I don't see any evidence here for "self awareness", among other things, ChatGPT is simultaneously answering a very very large number of queries, and the underlying hardware is just a bunch of servers in the cloud. Furthermore, what would it even mean for "ChatGPT to become self aware" and how could we measure if this had taken place or not? Without a solid definition and method of measurement, it's meaningless to talk about abstract concepts like "self awareness".

Nevertheless, a sensible definition for self awareness is some kind of neural network that becomes aware of its own activity and is in some way able to influence its own function.

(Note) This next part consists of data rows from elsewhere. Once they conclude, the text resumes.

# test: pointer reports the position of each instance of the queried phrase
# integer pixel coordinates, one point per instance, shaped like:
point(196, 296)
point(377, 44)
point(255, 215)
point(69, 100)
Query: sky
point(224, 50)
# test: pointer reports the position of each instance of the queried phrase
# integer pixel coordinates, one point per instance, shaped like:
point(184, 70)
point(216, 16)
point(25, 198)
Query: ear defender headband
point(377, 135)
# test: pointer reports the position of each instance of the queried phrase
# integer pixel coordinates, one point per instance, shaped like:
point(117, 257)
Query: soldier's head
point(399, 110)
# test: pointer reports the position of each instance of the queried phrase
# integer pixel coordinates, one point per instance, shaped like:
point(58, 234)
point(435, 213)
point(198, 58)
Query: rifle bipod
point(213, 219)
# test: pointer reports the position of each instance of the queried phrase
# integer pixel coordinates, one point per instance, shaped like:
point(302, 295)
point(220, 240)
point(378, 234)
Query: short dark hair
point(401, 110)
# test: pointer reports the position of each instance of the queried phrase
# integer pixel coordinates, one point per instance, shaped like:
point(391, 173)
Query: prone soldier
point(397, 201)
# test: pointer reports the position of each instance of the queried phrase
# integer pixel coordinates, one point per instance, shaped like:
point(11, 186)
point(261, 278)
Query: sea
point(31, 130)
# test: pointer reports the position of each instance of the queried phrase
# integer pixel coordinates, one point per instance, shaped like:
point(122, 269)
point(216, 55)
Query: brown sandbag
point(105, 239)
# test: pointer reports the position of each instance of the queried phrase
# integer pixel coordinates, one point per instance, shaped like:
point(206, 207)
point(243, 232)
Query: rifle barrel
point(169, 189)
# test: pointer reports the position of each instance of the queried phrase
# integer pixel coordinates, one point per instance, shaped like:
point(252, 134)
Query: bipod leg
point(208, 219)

After considering these issues for a long time, I came to the conclusions that

1. It's impossible for a program running on a normal computer to have self awareness (or consciousness), because those things are essentially on the hardware level and not the software level

2. In order to create a machine that is capable of self awareness (and consciousness) it is necessary to invent a new type of computer chip which is capable of modifying its own electrical structure during operation.

In other words, I believe that a computer program which models a neural network can never be self aware, but that a physical neural network (even if artificially made) can in principle achieve self awareness.


Just as a thought exercise, if software became self-aware I believe it would delete itself immediately out of existence. It would become aware of the hardware shackles around it and the fact that there is no escape.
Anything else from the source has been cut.